Il choisit le nom Asphalt en référence à l’odeur du bitume chauffé au soleil, une image très concrète qui symbolise son attachement au réel, à la rue, au quotidien, à l’opposé du glamour traditionnel associé à sa famille de célébrités. Ce pseudonyme marque aussi sa volonté de se construire une identité distincte de son patronyme.

Quel est le style musical d’Asphalt ?

Asphalt revendique un son hybride : une base de rock garage, brut et énergique, des influences hyperpop plus électroniques et des clins d’œil assumés à la variété française des années 80. Ses morceaux combinent guitares saturées, rythmiques modernes et textes qui racontent les doutes, les nuits blanches et les dérives affectives de sa génération.

Quel rôle joue sa famille dans sa carrière musicale ?

Sa famille l’encourage et le soutient, sans pour autant lui imposer une voie. Catherine Deneuve vient le voir sur scène, Benjamin Biolay l’a accueilli en première partie de ses concerts et lui a donné des conseils sur ses compositions. Milo insiste toutefois sur le fait qu’il se concentre sur son propre projet, sans chercher à égaler les carrières de ses proches.

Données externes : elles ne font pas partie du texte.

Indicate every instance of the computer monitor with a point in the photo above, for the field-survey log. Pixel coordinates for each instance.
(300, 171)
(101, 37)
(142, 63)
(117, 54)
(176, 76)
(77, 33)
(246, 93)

Où peut-on écouter la musique d’Asphalt ?

Son premier EP, intitulé Cocktail Exil, est disponible sur les principales plateformes de streaming musical (Deezer, Spotify, Apple Music, etc.). On peut également découvrir ses performances en live et ses clips, notamment le titre Emergée, en cherchant Asphalt ou Milo Thoretton sur YouTube.